Perumah tangga, satu jenis orang yang terlibat dalam kenikmatan indria mencari kekayaan dengan cara yang tidak benar, bertentangan dengan Dharma. Setelah mencari kekayaan dengan cara yang tidak benar, bertentangan dengan Dharma, ia tidak [menggunakannya untuk] menyokong dirinya sendiri atau memberikan kenyamanan bagi ibu dan ayah, istri dan anak-anak, para pelayan dan pekerjanya, ataupun ia tidak [menggunakannya untuk] memberikan persembahan kepada para pertapa dan brahmana di mana ia dapat naik menuju jenis kenikmatan yang lebih tinggi, mengalami akibat yang menyenangkan dengan terlahir kembali di surga yang berusia panjang. Terdapat jenis orang ini yang terlibat dalam kenikmatan indria.
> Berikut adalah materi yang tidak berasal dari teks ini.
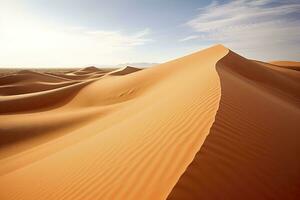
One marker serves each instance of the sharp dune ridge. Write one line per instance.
(210, 125)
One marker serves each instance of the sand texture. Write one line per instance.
(210, 125)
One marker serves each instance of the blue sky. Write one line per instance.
(43, 33)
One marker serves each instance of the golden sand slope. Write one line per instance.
(252, 151)
(141, 134)
(129, 136)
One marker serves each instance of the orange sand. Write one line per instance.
(210, 125)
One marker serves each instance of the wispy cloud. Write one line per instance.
(26, 41)
(190, 37)
(260, 29)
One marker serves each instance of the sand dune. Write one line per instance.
(210, 125)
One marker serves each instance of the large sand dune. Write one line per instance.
(210, 125)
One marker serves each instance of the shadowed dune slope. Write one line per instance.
(140, 133)
(252, 151)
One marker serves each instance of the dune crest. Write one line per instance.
(210, 125)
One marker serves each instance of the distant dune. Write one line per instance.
(210, 125)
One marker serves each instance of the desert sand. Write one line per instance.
(210, 125)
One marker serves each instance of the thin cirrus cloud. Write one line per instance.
(27, 41)
(258, 29)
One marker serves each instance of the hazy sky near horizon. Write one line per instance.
(69, 33)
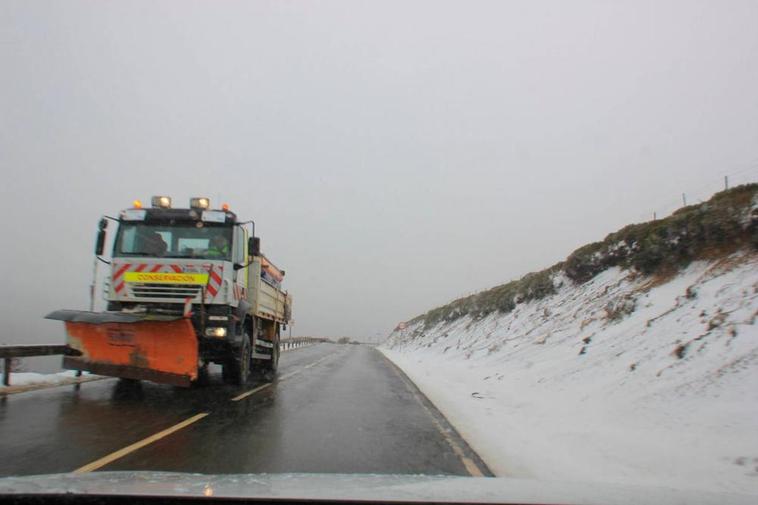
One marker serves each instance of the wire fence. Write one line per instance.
(691, 195)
Selanjutnya, perumah tangga, satu jenis orang yang terlibat dalam kenikmatan indria mencari kekayaan dengan cara yang tidak benar, bertentangan dengan Dharma. Setelah mencari kekayaan dengan cara yang tidak benar, bertentangan dengan Dharma, ia dapat menyokong dirinya sendiri dan memberikan kenyamanan bagi ibu dan ayah, istri dan anak-anak, para pelayan dan pekerjanya; [tetapi ia] tidak memberikan persembahan kepada para pertapa dan brahmana di mana ia dapat naik menuju jenis kenikmatan yang lebih tinggi, mengalami akibat yang menyenangkan dengan terlahir kembali di surga yang berusia panjang. Terdapat jenis orang ini yang terlibat dalam kenikmatan indria.
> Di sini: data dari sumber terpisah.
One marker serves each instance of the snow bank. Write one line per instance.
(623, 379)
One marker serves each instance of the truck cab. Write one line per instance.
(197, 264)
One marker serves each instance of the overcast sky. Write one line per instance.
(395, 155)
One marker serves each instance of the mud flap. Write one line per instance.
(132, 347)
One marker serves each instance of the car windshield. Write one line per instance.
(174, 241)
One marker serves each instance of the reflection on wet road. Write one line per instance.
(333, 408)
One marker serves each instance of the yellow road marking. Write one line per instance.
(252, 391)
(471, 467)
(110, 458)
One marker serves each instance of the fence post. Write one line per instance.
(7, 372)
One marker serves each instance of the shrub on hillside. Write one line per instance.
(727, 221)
Selanjutnya, perumah tangga, satu jenis orang yang terlibat dalam kenikmatan indria mencari kekayaan dengan cara yang tidak benar, bertentangan dengan Dharma. Setelah mencari kekayaan dengan cara yang tidak benar, bertentangan dengan Dharma, ia dapat menyokong dirinya sendiri dan memberikan kenyamanan bagi ibu dan ayah, istri dan anak-anak, para pelayan dan pekerjanya, dan ia juga memberikan persembahan kepada para pertapa dan brahmana di mana ia dapat naik menuju jenis kenikmatan yang lebih tinggi, mengalami akibat yang menyenangkan dengan terlahir kembali di surga yang berusia panjang. Terdapat jenis orang ini yang terlibat dalam kenikmatan indria.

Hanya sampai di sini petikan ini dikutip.